Ok, I’ll explain how it works in my case:
Pytorch code runs 16 samplers each contains 128 envieronments. Each env is normal python class with all calculation moved to Numba part. So all envs is persistent (if you familar with gym envs so it is - pytorch produce actions, do step in envs and then observations and rewards returns back, after some steps envs resets and repeat same work pattern). All envs located inside 16 forked processes, which on windows obviously used spawn. But fork in my case provides 100% speed gain, so thats why I forced to use Ubuntu for learning. On windows I have 20k fps but on ubuntu my throughoutput is 50k.
I’m not sure that all functions compilling regularry since all envs are persistent and works in multiprocessing worker in loop.
Also I checked that problem located inside Numba code - it works fine without memory grows if I remove all @njit attributes.
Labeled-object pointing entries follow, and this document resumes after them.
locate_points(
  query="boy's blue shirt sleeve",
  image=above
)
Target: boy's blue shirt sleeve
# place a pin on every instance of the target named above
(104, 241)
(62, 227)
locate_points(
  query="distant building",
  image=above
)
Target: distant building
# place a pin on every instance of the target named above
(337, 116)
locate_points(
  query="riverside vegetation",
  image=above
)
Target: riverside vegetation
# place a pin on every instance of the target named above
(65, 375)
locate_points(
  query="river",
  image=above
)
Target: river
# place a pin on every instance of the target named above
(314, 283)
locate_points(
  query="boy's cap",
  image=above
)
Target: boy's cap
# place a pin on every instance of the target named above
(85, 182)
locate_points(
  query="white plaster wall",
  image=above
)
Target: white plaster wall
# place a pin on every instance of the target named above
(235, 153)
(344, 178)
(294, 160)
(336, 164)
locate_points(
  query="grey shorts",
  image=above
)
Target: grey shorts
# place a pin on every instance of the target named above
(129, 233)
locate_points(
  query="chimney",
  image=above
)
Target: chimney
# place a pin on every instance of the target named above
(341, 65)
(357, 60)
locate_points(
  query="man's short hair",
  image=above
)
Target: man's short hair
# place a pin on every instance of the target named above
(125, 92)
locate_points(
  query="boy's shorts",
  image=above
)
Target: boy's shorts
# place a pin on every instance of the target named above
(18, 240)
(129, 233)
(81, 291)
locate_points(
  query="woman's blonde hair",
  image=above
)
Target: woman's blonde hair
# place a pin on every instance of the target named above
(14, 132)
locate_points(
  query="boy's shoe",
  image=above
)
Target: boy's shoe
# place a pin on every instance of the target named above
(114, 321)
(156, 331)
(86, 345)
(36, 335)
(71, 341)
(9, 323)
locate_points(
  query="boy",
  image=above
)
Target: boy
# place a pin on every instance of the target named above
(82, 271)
So may be you’re right the core located with forking and numba on Ubunutu. Don’t think this is possible fragmentation issue since changing ENV malloc vars or even changing malloc to jemalloc does not help.
Could you please explain more about immortal nature of LLVMs functions and how to check it. May be I’m using numba in wrong way.
PS: I send to Numba code large numpy np.float32 arrays and process them, so may be somehow copies of python and c++ arrays are stay in memory and GC don’t see it.